Read : Execute database STORED PROCEDURE - IN parameter, OUT parameter and IN OUT parameter || call FUNCTION from java - >

9. JDBC Transactions - Another very important JDBC best practice of using connection.setAutoCommit(false), connection.commit() and connection.rollback().

We can set autocommit mode of connection to false using connection.setAutoCommit(false) and then accordingly use connection.commit() or connection.rollback().

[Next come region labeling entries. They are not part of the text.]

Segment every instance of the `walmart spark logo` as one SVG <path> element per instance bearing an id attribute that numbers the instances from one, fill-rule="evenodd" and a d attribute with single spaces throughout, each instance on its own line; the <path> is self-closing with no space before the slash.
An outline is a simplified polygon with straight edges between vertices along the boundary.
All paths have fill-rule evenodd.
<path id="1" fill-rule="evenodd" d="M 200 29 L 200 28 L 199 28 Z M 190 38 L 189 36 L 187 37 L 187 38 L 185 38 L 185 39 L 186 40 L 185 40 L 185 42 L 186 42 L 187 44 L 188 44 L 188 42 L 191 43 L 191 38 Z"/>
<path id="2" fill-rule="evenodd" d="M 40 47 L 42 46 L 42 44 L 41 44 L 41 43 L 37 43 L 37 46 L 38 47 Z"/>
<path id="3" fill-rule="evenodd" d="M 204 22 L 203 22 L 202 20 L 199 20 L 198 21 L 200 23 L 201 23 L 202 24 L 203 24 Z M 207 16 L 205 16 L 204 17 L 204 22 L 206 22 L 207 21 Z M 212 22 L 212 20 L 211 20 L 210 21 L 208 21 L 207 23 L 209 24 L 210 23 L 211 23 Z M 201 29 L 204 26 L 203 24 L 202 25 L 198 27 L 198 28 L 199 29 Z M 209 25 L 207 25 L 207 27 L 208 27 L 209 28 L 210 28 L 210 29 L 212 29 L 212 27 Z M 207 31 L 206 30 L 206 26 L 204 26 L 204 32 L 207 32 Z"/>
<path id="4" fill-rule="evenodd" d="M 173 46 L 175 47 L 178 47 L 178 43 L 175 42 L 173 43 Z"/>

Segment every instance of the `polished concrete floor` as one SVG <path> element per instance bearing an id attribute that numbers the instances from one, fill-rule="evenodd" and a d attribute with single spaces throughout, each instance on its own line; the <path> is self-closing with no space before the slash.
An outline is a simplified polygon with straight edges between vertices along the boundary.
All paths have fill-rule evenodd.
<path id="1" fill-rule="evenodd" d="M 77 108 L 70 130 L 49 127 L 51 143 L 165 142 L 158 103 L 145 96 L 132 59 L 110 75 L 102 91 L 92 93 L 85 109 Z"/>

If any transaction fails in between then rollback the transaction by calling con.rollback(), commit the transaction by using con.commit() only if it went successful.

Example -

Let's say we have to update salary of two employees, and salary of both employees must be updated simultaneously in database.

And let's say salary of first employee is updated successfully. But, if anything goes wrong in updating salary of second employee than any updation done to first employee's salary will be rolled back.

For more read : JDBC Transactions - setting connection.setAutoCommit(false), commit and rollback(TCL command) in java

10. Here is another JDBC best practice - You must ensure that you close all the JDBC Statement, PreparedStatement, CallableStatement , ResultSet and Connections in java to avoid ora-01000 maximum open cursors exceeded java.sql.SQLException in java. You must always close all the above mentioned objects in finally block in java because finally block is always executed irrespective of exception is thrown or not by java code.
Example of closing PreparedStatement, ResultSet and Connections in finally block in java-

import java.sql.Connection;
import java.sql.DriverManager;
import java.sql.PreparedStatement;
import java.sql.ResultSet;
import java.sql.SQLException;
/** Copyright (c), AnkitMittal */
public class JdbcBestPracticeExampleInJava {
   public static void main(String... arg) {
          Connection con = null;
          PreparedStatement prepStmt = null;
          ResultSet rs = null;                 
          try {
                 // Logic ..
          } catch (ClassNotFoundException e) {
          } catch (SQLException e) {
                 try {
                       if(rs!=null) rs.close(); //close resultSet
                       if(prepStmt!=null) prepStmt.close(); //close PreparedStatement
                       if(con!=null) con.close(); // close connection
                 } catch (SQLException e) {

So, in this tutorial we learned important and best JDBC(Java database connectivity) practices in java with examples.